Second day exploring Florence.
The first stop was Mercato Centrale, a quick walk from the hotel. This is the main public market of Florence, but only about half the stalls were occupied, this being the middle of Italian holidays. About half the shops we saw were closed up with a little sign saying Chiusi per Ferie, or Closed for Vacation. Still, there was enough that the kids got a good taste of an Italian public market. Downstairs was mainly seafood, bread, meat, poultry and wine shops. The kids weren’t too impressed with the way chickens were displayed, complete with head and feet still intact. Tripe was another presentation that didn’t seem to whet their appetite. Upstairs was produce, including some interesting 3 foot long cucumber like vegetables labeled as “Widow’s friends”. We thought it best to just keep moving along, before the kids started asking too many questions.
We emerged from the market just in time for a thundershower, which would prove to hang around for most of the rest of the day and into the evening. We had covered a lot of ground yesterday, so today was picking up the few places we missed (Santa Maria de Novello church, much less attractive than the postcards made it out to be and Santa Croce, which was dominated by a temporary stadium set up for a Roberto Bengini concert) but we found that we had really seen the most interest parts yesterday, so headed back to the tried and true route and tried little alley ways and paths leading off. Every one was interesting.

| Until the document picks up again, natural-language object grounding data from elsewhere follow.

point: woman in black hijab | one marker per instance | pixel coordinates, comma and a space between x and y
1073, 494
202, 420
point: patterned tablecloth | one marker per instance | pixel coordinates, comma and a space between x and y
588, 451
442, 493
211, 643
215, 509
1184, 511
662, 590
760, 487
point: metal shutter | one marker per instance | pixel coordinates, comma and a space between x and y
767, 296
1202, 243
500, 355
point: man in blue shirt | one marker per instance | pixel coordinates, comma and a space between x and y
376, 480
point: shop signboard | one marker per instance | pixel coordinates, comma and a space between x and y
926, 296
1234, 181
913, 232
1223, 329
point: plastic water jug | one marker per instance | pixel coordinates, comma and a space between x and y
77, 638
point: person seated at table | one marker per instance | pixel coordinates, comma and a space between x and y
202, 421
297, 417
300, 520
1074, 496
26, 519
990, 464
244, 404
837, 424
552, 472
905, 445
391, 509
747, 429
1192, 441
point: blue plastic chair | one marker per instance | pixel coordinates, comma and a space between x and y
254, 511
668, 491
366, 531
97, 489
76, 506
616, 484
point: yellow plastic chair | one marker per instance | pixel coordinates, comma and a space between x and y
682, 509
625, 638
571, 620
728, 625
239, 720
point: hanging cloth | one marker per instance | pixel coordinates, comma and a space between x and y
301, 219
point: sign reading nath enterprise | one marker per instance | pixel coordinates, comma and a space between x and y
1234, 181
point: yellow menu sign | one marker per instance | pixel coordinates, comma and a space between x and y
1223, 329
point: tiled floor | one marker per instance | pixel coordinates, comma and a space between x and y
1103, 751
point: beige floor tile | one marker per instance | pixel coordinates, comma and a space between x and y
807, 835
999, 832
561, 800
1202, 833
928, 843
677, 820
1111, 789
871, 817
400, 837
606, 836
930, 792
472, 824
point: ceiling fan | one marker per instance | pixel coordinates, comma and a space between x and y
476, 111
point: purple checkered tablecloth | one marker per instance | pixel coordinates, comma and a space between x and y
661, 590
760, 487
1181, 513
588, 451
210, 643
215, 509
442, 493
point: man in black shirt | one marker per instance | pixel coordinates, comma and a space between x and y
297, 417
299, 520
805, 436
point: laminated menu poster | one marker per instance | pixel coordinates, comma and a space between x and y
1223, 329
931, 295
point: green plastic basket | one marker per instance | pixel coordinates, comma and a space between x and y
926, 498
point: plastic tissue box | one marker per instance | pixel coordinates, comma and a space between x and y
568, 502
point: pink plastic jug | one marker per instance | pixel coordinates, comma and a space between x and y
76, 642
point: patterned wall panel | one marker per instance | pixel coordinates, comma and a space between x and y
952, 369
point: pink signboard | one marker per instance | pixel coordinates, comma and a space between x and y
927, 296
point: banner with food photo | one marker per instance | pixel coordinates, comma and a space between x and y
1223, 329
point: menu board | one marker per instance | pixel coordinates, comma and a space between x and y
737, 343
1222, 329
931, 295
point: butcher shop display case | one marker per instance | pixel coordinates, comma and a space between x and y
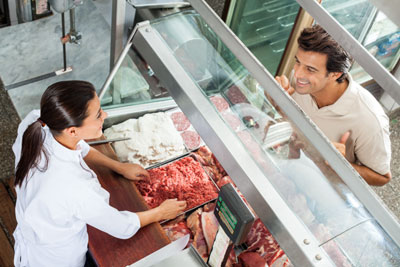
317, 207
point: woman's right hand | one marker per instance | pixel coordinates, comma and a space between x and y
285, 84
170, 208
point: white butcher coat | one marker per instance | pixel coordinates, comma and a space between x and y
54, 206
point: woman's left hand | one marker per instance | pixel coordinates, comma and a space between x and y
133, 171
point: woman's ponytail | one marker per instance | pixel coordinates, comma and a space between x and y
64, 104
32, 151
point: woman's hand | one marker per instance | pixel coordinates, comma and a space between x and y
285, 84
133, 171
170, 208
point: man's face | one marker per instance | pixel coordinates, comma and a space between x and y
310, 72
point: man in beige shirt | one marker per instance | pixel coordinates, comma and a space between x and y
345, 112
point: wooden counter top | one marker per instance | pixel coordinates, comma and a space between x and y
109, 251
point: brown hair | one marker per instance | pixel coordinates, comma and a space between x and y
63, 105
316, 39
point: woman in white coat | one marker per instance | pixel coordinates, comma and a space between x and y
57, 193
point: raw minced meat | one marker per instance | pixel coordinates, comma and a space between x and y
184, 179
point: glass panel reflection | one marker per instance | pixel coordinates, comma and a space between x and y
314, 192
264, 27
134, 83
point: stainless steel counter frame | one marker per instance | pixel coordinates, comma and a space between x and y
286, 227
253, 183
353, 180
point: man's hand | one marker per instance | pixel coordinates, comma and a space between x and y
294, 147
132, 171
284, 83
341, 146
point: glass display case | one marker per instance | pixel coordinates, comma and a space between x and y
319, 213
266, 33
264, 27
378, 34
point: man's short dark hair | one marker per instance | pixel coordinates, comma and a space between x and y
316, 39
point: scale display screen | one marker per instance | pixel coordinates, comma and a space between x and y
233, 214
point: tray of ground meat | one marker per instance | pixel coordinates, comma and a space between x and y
184, 179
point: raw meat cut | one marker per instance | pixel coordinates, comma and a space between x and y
225, 180
184, 179
220, 103
191, 139
210, 163
180, 121
177, 228
250, 259
153, 139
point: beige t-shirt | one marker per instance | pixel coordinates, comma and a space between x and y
359, 112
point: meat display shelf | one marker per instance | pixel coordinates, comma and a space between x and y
318, 213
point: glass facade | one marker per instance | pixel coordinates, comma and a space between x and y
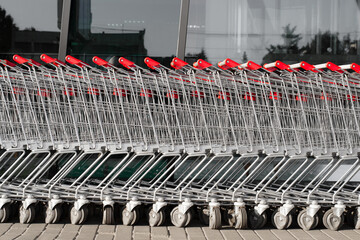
267, 30
29, 28
263, 31
130, 28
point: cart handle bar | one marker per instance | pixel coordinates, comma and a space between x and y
304, 65
151, 63
48, 59
7, 63
101, 62
75, 61
126, 63
177, 63
201, 64
22, 60
227, 63
250, 65
277, 64
355, 67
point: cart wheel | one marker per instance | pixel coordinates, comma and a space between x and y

We grabbed a quick lunch at a great restaurant, Trattoria Benvenuti, which was recommended by Fodors, and the food was great. Jill and I went for the fixed priced 3 course menu, 12 euros, which included a pasta (I went with risotto), a main course (veal scaloppini for me, roast chicken for Jill) and salads. I had a small carafe of house wine, the kids had a dish of pasta each, and the total bill came to fifty euros, tip already included. We had been warned about how expensive everything is, but I have to say a little legwork prior to leaving and some flexibility and you don’t have to pay an arm and a leg. Some things, including beer and wine, are actually very reasonable. A large Moretti beer (almost twice the size of our North American bottles) was just 3 euros at the pizza places. You could pick up a decent bottle of Chianti (local wine) for 4 euros. At 1.4 Canadian dollars to the euro, that’s not bad!
After lunch, we wandered a little bit more and as the clouds started to gather, we decided it was time for a nap back at the hotel, a routine we were falling into. We were greeted by Gassime and our other hostess (I never did learn her name) and it felt like coming home to family. The kids curled up in bed just as it really started to rain, but we couldn’t resist opening the window and shutters to catch the sights, sounds and scents of a Tuscan rain storm. As the kids turned on the TV to watch one of our three choices of English programming (BBC News, CNN European or EuroSports, we alternated between hearing how airplane travel was grinding to a halt because of the arrest of the Al Queda terrorists in the UK, which was getting a little depressing, or watching the European track and field championships) I went to use the computer terminal with internet access in the lobby. While there, Gassime must have been taking a break because the chambermaid was on her own. A couple from South Africa were checking in and she was trying to tell them that they couldn’t check in until noon, but they could put their bags behind the desk until then. Unfortunately, their Italian was worse than her English. After hearing the same thing repeated 4 different times, I was confident enough that I had caught the gist and tried translating. I must have been close enough, because everyone went away happy. Maybe those do-it-youself learn Italian CD’s weren’t such a bad investment. I felt very worldly.
It didn’t look like the rain was going to let up, and this was our last night in Florence, so we chose to brave it, donned raincoats and headed out. The streets were still quite busy, and as we wandered by the Duomo a never ending line of boy scouts started marching into the center of the city. I’m not sure why they were there or where they were going, but there was certainly a lot of them. We must have seen thousands of them!
We soon decided to call it a night and headed back to the Hotel Europa. Tomorrow was going to be a fairly early morning, as we caught the train to Sorrento.